The pooled analysis demonstrated a comparable risk of stroke with DAPT and TAPT (RR: 1.51, 95% CI: 0.85 to 2.68, p = 0.16). Heterogeneity was low (I2 = 0%). A subgroup analysis was performed based on duration of follow-up which showed a non-significant difference across a follow-up of 1 month (RR: 6.95, 95% CI: 0.36 to 134.34, p = 0.20), 1 year (RR: 2.24, 95% CI: 0.82 to 6.15, p = 0.12), 18 months (RR: 1.41, 95% CI: 0.54 to 3.67, p = 0.48), and 2 years (RR: 0.86, 95% CI: 0.29 to 2.53, p = 0.78, Pinteraction = 0.44). Figure S6.

Stent thrombosis

The pooled analysis demonstrated a comparable risk of stent thrombosis with DAPT and TAPT (RR: 0.64, 95% CI: 0.26 to 1.55, p = 0.32). Heterogeneity was low (I2 = 0%). The subgroup based on the duration of follow-up showed a non-significant difference across a follow-up of 1 month (RR: 1.49, 95% CI: 0.25 to 8.89, p = 0.66), 1 year (RR: 0.48, 95% CI: 0.13 to 1.73, p = 0.26), and 18 months (RR: 0.49, 95% CI: 0.09 to 2.68, p = 0.41, Pinteraction = 0.57). Figure S7.

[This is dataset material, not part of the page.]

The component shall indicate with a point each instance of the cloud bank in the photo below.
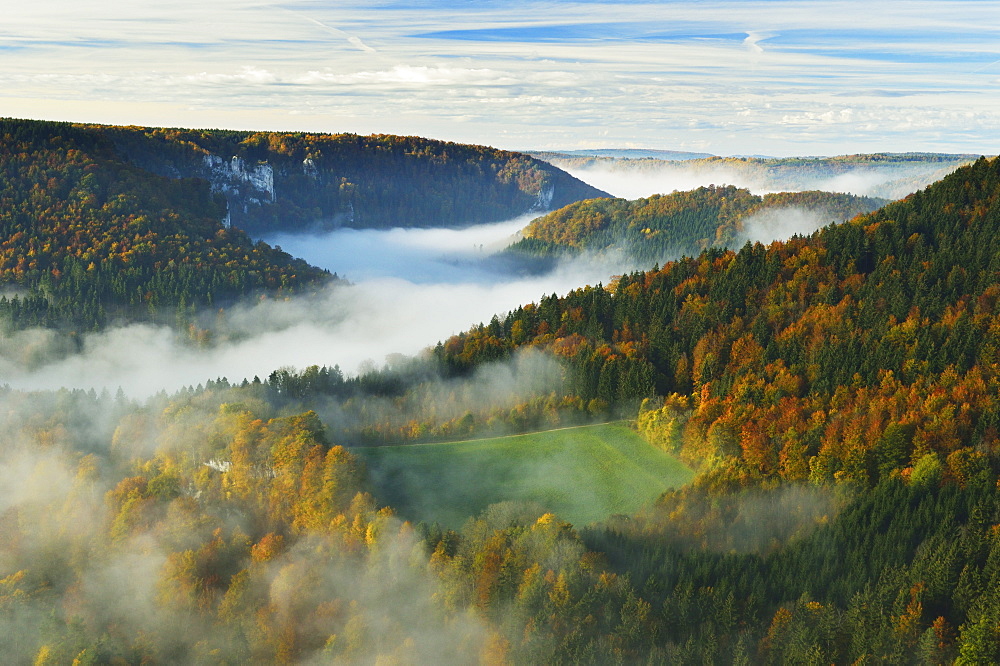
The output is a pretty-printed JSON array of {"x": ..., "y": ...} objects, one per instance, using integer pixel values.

Target vessel revascularization

The pooled analysis demonstrated a trend of increased risk of target vessel revascularization with DAPT compared to TAPT without reaching statistical significance (RR: 1.61, 95% CI: 1.00 to 2.58, p = 0.05). Heterogeneity was low (I2 = 41%). The relative risk remained nonsignificant for myocardial infarction at 1-year RR: 1.45, 95% CI: 0.89 to 2.35, p = 0.13). At 18 months, a significantly increased risk was observed in the DAPT group (RR: 3.21, 95% CI: 1.06 to 9.76, p = 0.04). The difference between subgroups was non-significant (Pinteraction = 0.20). Figure S8.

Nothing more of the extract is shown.